Steve Cohen broke the agreement he signed to buy the New York Mets, and it's now an open question whether he can buy a team again, two sources said.
The hedge fund billionaire signed a non-binding purchase agreement for the Mets months ago, known as the term sheet, which immediately gave Cohen more than half of the team's equity, while Fred Wilpon held control of the Mets for five years Association, said two sources.
Major League Baseball recognizes a single controller for each team who is expected to make all decisions.
"There is no fake control person. You can't let things go that way, "said a source.
The Major League Baseball constitution states: "Each Major League Baseball club has a controller who is responsible to Major League Baseball for the operation of the club and compliance with Major League Baseball rules and regulations, the ultimate authority and responsibility for all Club decisions. "
When he found that Wilpon would take control for five years while Cohen owned most of the team's share capital, Cohen felt uncomfortable with the business and was working to change the conditions.
"Steve thought he would control the shots. He would be the power behind the throne. Baseball refused, ”said a source.
Either he didn't understand what he was signing on the term sheet, or he believed that once he got the deal, he could change the terms significantly, a source said.
Given that he had previously bought a majority stake in the franchise, sources said Cohen actually assumed that he would have given details of the Mets process, including the front office and player staff. In the final round, the Wilpons were made clear that Cohen would not put down a binding agreement without a language that would allow him to gradually control the team in the five-year window.
"Why should someone raise $ 2.6 billion and have no say in the business they bought?" A source near Cohen told The Post. "That doesn't make sense. Anyone who tells you otherwise is not credible.
"The governance issues always had to be resolved and simply never got there."
As the Post reported on Thursday when the two parties sat down to clarify the final details of the five-year transition period, it immediately became clear that the Wilpons wanted Cohen to comply with the general terms and conditions of the agreement and pay over $ 1 billion in the right to wait and watch Jeff Wilpon manage the franchise without any input from Cohen.

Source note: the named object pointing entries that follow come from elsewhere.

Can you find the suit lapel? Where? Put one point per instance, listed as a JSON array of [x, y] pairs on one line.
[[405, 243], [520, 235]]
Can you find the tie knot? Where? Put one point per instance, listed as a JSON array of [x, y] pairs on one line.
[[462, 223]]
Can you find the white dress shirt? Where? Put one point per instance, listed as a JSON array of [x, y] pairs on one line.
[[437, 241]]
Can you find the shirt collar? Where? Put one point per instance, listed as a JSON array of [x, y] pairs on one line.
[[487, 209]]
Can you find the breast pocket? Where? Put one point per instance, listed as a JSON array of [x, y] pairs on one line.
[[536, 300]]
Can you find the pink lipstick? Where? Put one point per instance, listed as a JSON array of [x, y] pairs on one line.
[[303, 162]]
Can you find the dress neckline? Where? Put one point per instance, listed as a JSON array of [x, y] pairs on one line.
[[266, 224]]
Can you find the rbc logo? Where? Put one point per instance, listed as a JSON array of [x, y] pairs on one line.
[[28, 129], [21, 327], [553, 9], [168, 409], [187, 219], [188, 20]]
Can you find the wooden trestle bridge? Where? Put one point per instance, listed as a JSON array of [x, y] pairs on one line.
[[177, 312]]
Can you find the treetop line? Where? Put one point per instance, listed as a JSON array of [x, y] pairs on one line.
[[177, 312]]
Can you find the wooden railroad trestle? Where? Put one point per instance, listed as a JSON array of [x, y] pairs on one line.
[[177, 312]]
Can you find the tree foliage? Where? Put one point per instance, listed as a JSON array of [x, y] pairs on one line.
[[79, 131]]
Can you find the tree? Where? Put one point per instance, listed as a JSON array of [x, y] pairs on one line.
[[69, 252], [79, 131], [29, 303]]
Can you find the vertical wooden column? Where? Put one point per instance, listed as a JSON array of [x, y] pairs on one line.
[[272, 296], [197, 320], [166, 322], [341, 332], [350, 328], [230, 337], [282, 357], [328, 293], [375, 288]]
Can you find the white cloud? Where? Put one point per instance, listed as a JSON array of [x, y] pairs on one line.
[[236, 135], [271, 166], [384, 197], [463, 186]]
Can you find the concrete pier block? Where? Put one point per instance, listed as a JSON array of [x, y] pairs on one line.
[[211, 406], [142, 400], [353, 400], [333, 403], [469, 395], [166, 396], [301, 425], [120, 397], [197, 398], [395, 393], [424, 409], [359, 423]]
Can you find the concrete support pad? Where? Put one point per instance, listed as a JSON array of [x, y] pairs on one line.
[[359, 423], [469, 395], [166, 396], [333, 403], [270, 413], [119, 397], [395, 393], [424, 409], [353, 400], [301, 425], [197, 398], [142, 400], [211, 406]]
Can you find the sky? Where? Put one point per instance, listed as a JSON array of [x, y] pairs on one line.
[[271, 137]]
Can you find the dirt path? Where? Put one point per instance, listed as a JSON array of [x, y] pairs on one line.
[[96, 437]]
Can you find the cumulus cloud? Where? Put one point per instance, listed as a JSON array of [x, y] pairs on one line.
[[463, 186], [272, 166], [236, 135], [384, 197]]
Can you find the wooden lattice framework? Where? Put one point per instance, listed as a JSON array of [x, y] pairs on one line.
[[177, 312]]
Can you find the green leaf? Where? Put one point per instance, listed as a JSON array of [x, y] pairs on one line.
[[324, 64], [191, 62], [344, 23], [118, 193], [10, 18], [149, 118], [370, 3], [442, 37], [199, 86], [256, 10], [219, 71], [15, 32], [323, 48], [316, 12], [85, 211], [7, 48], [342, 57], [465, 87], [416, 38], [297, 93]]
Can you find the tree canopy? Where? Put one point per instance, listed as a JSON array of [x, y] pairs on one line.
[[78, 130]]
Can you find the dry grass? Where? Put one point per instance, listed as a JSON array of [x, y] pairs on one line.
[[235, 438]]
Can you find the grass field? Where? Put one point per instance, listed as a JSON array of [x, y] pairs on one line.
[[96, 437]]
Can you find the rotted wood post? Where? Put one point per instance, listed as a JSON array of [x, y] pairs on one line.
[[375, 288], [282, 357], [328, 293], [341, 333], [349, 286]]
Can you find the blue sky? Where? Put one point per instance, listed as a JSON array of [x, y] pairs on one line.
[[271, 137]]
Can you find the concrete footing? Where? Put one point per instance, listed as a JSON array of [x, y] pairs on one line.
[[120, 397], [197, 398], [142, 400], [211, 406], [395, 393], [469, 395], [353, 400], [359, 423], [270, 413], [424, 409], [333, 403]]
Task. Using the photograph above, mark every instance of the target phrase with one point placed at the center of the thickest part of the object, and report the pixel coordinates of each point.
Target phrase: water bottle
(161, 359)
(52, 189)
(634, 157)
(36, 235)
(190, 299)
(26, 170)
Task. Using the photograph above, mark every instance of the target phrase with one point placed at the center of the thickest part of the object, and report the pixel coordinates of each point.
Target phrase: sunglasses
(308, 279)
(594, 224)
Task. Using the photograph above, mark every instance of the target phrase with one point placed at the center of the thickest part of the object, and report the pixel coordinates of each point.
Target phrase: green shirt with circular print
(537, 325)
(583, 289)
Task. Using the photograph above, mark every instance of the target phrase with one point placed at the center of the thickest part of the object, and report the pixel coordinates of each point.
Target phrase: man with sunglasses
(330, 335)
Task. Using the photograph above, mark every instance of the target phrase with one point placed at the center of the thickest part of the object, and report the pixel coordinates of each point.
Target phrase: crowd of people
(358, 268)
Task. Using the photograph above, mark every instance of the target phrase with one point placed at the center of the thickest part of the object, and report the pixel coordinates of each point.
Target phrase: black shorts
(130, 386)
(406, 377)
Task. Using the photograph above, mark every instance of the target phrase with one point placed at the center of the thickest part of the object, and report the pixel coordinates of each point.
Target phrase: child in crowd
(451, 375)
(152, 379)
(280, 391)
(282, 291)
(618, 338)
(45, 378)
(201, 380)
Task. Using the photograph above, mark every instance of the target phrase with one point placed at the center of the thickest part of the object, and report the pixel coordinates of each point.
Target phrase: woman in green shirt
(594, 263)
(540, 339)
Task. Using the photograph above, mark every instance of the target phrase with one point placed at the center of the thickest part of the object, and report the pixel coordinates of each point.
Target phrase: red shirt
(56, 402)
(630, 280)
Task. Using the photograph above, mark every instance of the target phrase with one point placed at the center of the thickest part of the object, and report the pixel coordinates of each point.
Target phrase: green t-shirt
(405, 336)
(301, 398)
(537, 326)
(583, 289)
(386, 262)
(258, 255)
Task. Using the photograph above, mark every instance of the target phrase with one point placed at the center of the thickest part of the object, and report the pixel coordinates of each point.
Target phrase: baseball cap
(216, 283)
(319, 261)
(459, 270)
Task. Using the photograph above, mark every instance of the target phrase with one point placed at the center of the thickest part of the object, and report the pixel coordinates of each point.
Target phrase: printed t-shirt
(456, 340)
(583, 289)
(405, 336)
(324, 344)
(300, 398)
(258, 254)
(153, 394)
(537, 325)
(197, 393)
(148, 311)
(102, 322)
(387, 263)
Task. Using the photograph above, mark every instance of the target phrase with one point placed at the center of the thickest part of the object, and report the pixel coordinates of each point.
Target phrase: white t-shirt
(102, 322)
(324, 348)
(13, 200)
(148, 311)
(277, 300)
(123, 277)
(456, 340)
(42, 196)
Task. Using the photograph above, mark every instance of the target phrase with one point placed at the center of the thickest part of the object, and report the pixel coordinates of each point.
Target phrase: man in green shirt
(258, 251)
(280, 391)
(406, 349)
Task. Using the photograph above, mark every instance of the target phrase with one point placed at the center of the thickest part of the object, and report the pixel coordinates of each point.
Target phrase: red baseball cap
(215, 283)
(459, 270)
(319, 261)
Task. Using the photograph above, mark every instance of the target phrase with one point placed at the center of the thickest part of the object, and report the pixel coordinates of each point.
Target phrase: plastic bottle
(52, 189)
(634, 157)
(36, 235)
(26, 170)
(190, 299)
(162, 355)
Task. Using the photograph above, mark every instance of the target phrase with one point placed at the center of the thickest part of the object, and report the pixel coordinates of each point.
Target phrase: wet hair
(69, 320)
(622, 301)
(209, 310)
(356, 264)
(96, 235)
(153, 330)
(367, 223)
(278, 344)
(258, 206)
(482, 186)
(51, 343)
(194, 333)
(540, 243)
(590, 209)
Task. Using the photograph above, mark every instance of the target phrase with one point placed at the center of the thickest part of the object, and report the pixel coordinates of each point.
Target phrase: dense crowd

From there things got toxic. The time sequence of the effects is cloudy. Sources indicate conflicting versions, the first of which were available. However, it is clear that Cohen tried to change the payment plan for his $ 2.6 billion purchase over a five-year period, and suggested spending smaller amounts in advance. Some sources claim that Cohen proposed to cut the $ 2.6 billion total.
Several sources also confirm that the Wilpons have attempted to codify Jeff's role in the Mets and have asked him to remain COO for at least five years. They also wanted a language that would give Jeff gradual but substantial salary increases for the five years each year, while maintaining the level of perks that he had grown accustomed to as the owner and COO.
In view of the Mets' notoriously precarious financial picture, these demands were seen as strange.
Even so, the Mets and MLB believe that Cohen acted maliciously and that, along with his balance sheet as a controversial hedge fund manager who was banned from managing third-party funds, he may not get owner support to buy a team again ,
"It would be in question," said a source close to the owner.
The Mets and Cohen officially canceled their deal on Thursday.
If things had progressed, they would have signed a purchase and sale contract, and MLB would have started studying Cohen and his finances to see if they would recognize him as the owner.
"There could have been approval issues," said the source near the owners.
The Mets are now planning a new sales process.
Cohen and the Mets declined to comment.